Wednesday, December 06, 2006

Two Brothers

Every few weeks, we make a trip to the flea market at Bab El Khemis to check out what’s new at our favorite stalls. Two of our preferred haunts are stalls manned by two brothers, Abdelselik and M’hamoud. One is on a very seedy side alley, where you literally pick your way around piles of old doors, mounds of twisted rebar, broken appliances and quasi-shelters that function much like a homeless tent village.

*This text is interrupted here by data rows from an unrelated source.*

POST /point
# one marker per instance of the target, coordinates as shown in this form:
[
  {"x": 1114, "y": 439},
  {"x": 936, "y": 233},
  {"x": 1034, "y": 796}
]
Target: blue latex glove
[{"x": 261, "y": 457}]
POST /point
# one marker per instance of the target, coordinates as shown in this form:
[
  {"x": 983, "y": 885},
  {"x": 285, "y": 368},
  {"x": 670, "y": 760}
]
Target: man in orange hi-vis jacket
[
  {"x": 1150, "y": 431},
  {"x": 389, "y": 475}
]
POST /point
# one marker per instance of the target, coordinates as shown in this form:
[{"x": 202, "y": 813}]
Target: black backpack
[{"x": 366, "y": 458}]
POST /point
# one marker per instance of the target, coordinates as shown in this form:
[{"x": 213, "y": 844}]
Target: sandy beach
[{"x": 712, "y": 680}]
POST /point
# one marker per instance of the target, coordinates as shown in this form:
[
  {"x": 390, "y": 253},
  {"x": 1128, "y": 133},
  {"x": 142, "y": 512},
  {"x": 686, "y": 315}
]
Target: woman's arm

M’hamoud runs this shop and he specializes in 60s and 70s lighting with some other oddball stuff thrown in – ice buckets, vases, picture frames, bad paintings, and the like.

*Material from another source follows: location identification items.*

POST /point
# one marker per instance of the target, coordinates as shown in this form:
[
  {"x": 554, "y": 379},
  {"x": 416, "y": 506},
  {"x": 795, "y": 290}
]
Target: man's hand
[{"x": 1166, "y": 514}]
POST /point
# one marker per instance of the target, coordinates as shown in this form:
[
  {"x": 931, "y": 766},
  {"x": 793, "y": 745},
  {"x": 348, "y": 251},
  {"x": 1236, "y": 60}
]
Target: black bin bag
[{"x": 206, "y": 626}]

Abdelselik’s stall is on one of the main routes that radiate from the market’s central T. I always know we’re close when we reach a fellow who sells old porcelain bathtubs, sinks and toilets. Here, we’ve found derelict club chairs with Deco-style bentwood arms, more mid-Century lighting, Saarinen tulip chairs, and a wolf skin rug.

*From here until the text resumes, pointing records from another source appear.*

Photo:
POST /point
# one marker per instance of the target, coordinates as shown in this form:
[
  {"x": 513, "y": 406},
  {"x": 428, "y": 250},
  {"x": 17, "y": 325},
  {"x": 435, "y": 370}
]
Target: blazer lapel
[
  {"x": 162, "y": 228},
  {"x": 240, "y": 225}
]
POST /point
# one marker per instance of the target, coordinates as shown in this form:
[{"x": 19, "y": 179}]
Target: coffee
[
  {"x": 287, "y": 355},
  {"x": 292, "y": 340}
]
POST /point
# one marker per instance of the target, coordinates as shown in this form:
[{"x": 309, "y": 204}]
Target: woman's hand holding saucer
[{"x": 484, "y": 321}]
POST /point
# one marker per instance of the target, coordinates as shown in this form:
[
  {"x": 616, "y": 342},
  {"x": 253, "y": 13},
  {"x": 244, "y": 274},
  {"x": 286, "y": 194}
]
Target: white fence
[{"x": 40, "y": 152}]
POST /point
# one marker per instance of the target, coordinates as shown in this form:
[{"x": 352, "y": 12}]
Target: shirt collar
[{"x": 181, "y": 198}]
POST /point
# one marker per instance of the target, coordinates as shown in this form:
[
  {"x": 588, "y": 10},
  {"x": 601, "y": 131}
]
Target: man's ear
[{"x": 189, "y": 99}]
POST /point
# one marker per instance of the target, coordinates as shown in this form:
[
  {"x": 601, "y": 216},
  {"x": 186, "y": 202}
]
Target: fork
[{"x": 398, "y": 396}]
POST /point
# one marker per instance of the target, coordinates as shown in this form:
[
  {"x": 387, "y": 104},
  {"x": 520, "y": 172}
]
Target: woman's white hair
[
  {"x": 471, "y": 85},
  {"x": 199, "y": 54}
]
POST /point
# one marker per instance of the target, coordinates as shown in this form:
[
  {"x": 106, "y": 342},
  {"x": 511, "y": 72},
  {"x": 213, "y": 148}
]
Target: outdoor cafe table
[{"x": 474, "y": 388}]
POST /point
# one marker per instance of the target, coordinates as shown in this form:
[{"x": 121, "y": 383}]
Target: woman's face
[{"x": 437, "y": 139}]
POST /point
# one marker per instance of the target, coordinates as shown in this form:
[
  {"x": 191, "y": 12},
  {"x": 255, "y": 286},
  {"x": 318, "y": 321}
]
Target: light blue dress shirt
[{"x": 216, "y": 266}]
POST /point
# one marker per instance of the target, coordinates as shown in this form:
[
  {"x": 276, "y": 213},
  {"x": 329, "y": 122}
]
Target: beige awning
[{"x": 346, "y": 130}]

Both brothers are in their early twenties and greet us by name and with broad smiles. Samuel has even graduated to a double-cheek kiss from both. Abdelselik has longish wavy hair held under a baseball cap, baggy jeans, and is usually lounging in the sun half-asleep when we come by his booth. M’hamoud, on the other hand, wears a djellabah, round wire-rim glasses and has a neatly trimmed beard. He’s slight and serious whereas Abdelselik is long-limbed and has the heavy eyelids and laid-back manner of someone who smokes a bit of kif from time to time. If he spoke English, I’m sure hiis speach would be peppered with the word “dude”.

Although Abdelselik grabs me by he hand in greeting, and upon last visit bestowed a quick kiss on either cheek, M’hamoud refuses even to shake my hand. It’s not that he isn’t friendly, on the contrary, he’s chatty and always remembers things we’ve liked, asks how recent purchases look in the house . . . it’s just that he’s a stricter Muslim than his brother and won’t touch a woman, let alone another man’s wife. Even when the woman’s husband is standing right there and he’s just kissed and hugged him in a warm embrace. The first time he shunned my handshake I was a bit put-off. M’hamoud was apologetic and touched his hand to his beard as he explained why he had to refuse my proffered hand. The beard, we’ve come to learn, is a sign of someone who takes Islam very seriously; Hamoud actually calls these men “barbes,” which means beard in French, with uncommon derision. He associates them with fundamentalist Islam, which is always a hot-button issue here.

Sometimes I like to think about the origins of one of M’hamoud’s modish plexi-and-mirror chandeliers. I imagine the piece hanging in a swanky Parisian apartment, looking down on a party epitomizing the sex, drugs and rock and roll era. I wonder if the irony of his wares registers with M’hamoud.